The Sept. 3 burglary was reported in the 700 block of Gainsborough -- just north of Lincoln -- after someone stole a television, laptop, coins, jewelry, watches, a handgun and other items. Earlier burglaries were reported in the 900 block of Knowles, the 900 block of Owana, the 1200 block of South Campbell and the 900 block of Mohawk. In most of the burglaries someone forced open either a door wall or window while residents were away from their homes. Items stolen included computers, jewelry and cash. Cash stolen in cellphone sale meet-up Police are looking for a man who stole an undisclosed amount of cash from another man who thought he was buying three Apple iPhones from the culprit. The victim saw an ad for the sale of the three cellphones and arranged to meet the man posing as a seller Sept. 11 at the Emagine Theater, 200 N. Main Street. The buyer gave the other man cash for the phones but found when he opened the iPhone box it was empty. The other man immediately fled the theater and got into a green Chevy Camaro and drove off.
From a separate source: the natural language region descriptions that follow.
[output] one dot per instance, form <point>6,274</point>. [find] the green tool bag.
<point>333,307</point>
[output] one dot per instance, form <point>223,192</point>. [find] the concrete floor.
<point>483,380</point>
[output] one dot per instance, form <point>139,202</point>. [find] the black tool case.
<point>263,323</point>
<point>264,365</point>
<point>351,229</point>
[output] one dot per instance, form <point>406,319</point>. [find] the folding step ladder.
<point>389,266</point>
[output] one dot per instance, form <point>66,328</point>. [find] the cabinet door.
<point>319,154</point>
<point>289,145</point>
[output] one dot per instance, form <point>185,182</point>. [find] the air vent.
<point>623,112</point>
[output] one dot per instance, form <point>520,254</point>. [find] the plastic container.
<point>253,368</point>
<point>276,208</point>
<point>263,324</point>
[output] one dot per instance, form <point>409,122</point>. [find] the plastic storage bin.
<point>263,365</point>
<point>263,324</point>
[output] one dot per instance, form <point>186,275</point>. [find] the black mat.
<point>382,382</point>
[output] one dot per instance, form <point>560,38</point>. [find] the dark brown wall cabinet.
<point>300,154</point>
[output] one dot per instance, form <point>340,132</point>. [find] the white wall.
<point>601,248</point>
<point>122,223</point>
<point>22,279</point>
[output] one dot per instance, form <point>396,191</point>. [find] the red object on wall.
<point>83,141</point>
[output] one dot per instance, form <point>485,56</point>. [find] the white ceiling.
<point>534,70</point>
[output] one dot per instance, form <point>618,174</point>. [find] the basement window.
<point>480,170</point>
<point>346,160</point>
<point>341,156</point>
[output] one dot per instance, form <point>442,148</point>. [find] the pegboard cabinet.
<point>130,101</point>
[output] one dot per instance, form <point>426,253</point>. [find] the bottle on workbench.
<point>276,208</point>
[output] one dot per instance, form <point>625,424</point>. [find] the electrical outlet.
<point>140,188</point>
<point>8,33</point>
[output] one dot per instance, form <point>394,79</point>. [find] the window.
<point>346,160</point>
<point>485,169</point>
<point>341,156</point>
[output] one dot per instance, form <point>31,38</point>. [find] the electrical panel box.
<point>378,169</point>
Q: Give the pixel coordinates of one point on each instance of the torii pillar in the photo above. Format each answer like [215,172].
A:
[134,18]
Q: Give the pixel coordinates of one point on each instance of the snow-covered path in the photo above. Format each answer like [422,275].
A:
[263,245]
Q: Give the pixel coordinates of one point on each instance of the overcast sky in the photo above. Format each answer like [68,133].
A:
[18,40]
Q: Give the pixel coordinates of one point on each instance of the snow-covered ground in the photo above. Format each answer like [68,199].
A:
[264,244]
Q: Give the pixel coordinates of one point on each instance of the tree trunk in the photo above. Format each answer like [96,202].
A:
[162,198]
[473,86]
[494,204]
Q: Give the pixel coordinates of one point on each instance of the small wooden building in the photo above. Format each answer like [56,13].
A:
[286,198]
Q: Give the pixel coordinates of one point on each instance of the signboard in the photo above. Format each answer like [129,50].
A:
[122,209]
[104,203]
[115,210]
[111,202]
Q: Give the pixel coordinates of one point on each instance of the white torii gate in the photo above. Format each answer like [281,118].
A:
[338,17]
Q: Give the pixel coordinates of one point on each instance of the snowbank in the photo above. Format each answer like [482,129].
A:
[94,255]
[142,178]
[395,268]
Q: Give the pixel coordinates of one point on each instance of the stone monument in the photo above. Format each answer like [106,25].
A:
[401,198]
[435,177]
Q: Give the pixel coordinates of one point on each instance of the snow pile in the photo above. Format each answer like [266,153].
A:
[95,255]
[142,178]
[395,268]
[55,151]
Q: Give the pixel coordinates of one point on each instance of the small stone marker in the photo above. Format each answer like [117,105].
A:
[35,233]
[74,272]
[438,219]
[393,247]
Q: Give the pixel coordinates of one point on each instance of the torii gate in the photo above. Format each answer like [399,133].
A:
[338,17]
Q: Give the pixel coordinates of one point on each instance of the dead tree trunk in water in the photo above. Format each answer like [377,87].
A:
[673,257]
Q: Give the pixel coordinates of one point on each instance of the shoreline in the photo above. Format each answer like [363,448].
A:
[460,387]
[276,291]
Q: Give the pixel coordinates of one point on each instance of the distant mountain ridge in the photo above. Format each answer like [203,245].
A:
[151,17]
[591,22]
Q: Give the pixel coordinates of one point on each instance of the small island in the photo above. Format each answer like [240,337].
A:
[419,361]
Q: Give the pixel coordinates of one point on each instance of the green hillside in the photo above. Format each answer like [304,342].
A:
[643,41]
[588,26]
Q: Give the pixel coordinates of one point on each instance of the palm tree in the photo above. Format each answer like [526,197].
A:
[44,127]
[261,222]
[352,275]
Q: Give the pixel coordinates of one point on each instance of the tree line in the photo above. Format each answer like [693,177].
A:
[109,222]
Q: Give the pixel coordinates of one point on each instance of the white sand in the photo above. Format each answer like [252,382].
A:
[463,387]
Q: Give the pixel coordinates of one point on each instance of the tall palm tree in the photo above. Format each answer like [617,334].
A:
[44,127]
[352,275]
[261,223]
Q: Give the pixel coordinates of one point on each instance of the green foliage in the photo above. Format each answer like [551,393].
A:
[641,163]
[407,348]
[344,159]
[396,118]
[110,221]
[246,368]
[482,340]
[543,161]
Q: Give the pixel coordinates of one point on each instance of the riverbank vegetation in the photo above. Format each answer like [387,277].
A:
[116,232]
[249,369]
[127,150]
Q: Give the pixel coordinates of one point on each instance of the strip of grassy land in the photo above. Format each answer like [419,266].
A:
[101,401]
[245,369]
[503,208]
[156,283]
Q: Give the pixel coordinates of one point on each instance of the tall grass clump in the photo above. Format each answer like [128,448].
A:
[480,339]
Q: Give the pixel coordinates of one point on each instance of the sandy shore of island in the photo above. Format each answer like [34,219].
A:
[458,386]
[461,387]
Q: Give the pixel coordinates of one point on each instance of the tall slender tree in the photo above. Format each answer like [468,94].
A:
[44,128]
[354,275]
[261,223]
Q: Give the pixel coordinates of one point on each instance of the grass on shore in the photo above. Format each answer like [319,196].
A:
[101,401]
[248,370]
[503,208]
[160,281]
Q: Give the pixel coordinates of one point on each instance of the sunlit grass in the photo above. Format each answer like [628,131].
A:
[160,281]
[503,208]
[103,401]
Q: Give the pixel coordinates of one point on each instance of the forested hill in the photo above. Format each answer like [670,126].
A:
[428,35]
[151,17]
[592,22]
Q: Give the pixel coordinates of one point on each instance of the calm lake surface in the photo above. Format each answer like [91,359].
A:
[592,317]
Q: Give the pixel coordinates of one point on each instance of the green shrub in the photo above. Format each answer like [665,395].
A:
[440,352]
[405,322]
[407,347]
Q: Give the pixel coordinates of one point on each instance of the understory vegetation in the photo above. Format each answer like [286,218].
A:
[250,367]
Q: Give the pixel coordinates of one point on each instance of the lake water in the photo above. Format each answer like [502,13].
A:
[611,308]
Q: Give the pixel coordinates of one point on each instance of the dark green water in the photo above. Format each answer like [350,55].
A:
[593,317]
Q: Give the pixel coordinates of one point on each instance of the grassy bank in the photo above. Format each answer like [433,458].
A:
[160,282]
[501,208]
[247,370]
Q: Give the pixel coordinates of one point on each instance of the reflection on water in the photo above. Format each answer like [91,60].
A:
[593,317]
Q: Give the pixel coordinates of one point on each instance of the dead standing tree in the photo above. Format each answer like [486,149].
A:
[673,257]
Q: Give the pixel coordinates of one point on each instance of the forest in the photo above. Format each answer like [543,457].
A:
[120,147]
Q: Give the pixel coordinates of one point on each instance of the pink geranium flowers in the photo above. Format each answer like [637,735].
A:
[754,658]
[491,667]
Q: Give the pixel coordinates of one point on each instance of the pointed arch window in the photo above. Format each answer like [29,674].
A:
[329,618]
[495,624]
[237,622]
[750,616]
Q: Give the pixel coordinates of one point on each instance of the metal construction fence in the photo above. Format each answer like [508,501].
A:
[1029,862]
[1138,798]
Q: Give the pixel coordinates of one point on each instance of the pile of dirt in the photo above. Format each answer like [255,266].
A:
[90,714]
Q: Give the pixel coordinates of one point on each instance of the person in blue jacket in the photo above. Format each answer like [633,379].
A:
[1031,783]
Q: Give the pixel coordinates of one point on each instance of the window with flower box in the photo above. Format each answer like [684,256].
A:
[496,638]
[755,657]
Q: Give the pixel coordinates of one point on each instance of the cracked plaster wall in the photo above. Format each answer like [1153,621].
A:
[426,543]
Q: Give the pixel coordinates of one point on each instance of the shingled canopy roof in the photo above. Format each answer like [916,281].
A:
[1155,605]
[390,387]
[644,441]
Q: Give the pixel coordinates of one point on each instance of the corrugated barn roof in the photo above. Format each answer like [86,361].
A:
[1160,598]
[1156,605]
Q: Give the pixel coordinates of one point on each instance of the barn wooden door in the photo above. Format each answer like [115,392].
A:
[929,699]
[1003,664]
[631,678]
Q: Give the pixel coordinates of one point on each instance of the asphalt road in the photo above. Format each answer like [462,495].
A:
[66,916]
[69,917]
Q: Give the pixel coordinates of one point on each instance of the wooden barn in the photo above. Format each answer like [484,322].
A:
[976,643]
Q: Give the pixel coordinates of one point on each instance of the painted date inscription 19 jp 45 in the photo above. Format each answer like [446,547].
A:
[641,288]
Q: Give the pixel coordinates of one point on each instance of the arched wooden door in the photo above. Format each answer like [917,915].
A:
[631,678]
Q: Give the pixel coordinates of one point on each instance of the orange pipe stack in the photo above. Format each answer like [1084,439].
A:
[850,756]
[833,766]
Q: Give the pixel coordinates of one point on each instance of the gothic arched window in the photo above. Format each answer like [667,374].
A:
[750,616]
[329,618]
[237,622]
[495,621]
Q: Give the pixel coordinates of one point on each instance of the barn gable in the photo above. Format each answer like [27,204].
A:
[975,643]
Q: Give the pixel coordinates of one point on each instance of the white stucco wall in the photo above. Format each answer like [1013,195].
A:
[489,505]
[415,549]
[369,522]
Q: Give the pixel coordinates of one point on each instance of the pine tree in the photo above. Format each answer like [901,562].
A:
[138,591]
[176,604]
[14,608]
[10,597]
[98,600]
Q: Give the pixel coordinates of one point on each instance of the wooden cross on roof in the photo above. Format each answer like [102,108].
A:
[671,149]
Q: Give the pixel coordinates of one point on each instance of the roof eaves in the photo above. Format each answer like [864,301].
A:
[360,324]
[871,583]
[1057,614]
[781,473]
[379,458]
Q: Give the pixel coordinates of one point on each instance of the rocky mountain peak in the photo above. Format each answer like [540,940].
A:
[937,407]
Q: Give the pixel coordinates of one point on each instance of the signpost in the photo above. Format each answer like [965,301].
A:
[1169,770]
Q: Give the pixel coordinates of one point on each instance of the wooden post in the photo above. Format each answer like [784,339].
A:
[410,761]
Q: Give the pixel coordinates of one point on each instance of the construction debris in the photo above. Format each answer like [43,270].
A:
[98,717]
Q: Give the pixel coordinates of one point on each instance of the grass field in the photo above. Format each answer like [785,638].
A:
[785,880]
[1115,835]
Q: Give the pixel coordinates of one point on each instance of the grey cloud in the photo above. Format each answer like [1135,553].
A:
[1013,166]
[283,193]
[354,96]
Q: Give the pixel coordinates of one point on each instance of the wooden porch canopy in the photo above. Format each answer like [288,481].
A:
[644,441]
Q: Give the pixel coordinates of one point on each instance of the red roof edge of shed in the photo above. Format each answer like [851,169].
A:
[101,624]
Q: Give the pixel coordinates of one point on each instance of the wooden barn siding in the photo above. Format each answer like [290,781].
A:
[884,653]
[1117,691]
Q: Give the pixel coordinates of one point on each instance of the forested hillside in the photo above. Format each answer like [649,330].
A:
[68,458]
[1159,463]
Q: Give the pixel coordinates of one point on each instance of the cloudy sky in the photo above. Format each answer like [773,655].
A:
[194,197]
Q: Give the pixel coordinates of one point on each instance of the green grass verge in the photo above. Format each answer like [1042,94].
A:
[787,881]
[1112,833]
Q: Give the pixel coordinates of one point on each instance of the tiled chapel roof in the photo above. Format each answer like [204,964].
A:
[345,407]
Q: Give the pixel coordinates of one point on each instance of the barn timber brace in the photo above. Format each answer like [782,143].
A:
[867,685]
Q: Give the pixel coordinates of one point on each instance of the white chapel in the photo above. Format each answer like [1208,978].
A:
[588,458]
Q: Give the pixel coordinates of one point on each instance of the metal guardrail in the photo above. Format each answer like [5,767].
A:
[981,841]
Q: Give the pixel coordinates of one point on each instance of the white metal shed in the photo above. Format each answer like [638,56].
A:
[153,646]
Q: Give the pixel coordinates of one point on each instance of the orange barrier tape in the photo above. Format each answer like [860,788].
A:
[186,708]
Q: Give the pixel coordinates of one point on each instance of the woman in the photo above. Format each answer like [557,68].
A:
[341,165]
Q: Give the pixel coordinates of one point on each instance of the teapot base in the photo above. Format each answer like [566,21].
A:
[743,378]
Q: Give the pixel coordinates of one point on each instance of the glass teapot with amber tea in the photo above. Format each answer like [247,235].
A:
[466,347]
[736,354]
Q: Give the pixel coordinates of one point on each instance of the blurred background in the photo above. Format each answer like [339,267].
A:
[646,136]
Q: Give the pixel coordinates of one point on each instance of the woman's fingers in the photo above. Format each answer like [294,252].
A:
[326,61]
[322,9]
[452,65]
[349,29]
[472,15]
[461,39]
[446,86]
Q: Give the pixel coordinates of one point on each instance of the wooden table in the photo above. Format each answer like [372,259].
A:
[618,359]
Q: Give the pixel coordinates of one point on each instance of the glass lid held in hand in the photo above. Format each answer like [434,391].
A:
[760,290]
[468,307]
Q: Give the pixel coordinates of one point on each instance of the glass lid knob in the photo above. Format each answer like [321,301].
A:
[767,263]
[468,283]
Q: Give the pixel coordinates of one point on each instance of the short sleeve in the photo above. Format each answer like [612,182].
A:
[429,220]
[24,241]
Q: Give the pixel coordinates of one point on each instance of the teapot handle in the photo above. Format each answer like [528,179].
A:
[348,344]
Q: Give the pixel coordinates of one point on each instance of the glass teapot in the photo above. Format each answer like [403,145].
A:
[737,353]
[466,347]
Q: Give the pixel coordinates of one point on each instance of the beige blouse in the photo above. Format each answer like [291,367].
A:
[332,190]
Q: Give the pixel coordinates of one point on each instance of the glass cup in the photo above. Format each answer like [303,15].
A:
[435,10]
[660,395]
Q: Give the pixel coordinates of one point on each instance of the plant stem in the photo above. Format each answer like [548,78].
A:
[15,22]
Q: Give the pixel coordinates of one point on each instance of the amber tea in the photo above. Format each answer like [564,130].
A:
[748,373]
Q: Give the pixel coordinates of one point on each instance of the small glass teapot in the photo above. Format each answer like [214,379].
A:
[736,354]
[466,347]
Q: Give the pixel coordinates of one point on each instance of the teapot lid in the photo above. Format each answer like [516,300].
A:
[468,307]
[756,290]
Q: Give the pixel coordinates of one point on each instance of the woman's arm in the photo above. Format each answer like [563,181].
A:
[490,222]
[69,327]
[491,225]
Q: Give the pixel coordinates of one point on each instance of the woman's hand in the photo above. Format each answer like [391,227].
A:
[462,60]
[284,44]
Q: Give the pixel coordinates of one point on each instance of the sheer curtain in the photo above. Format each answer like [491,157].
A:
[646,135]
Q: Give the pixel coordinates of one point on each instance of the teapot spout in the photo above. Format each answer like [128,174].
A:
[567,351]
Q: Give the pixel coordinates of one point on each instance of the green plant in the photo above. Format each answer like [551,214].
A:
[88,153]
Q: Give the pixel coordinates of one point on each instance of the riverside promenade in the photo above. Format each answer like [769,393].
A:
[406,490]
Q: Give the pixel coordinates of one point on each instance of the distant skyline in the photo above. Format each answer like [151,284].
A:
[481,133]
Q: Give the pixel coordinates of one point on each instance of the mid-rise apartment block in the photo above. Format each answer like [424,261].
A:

Police describe the man as black, 25-30 years old, 6 feet tall and was wearing black shorts and a black T-shirt with the letters “LG” on one of the sleeves. Air conditioning units were damaged at three businesses and one was stolen from a home. Three of the incidents were reported after the Labor Day weekend on Sept. 6 Air conditioning units were damaged at Know Advertising, 422 W. 11 Mile Road and Oakland Utilities at 712 W. 11 Mile Road, while an air conditioning unit was reported stolen from a residence in the 1800 block of East Fourth Street. A unit was also damaged at Sullivan & Sons Funeral Home on Sept. 2. 6-foot stuffed bear stolen from Pronto! A 6-foot tall stuffed toy bear was stolen from a window display at Pronto! Restaurant at 608 S. Washington Avenue. The light brown bear has a large head with a dark brown nose. It was stolen sometime after 11:30 p.m. Sept. 9 and discovered missing the next morning. Air compressor stolen from carA man discovered Sept. 11 that someone stole an air compressor from his Dodge Challenger and removed the lug nuts from all four tires on the vehicle.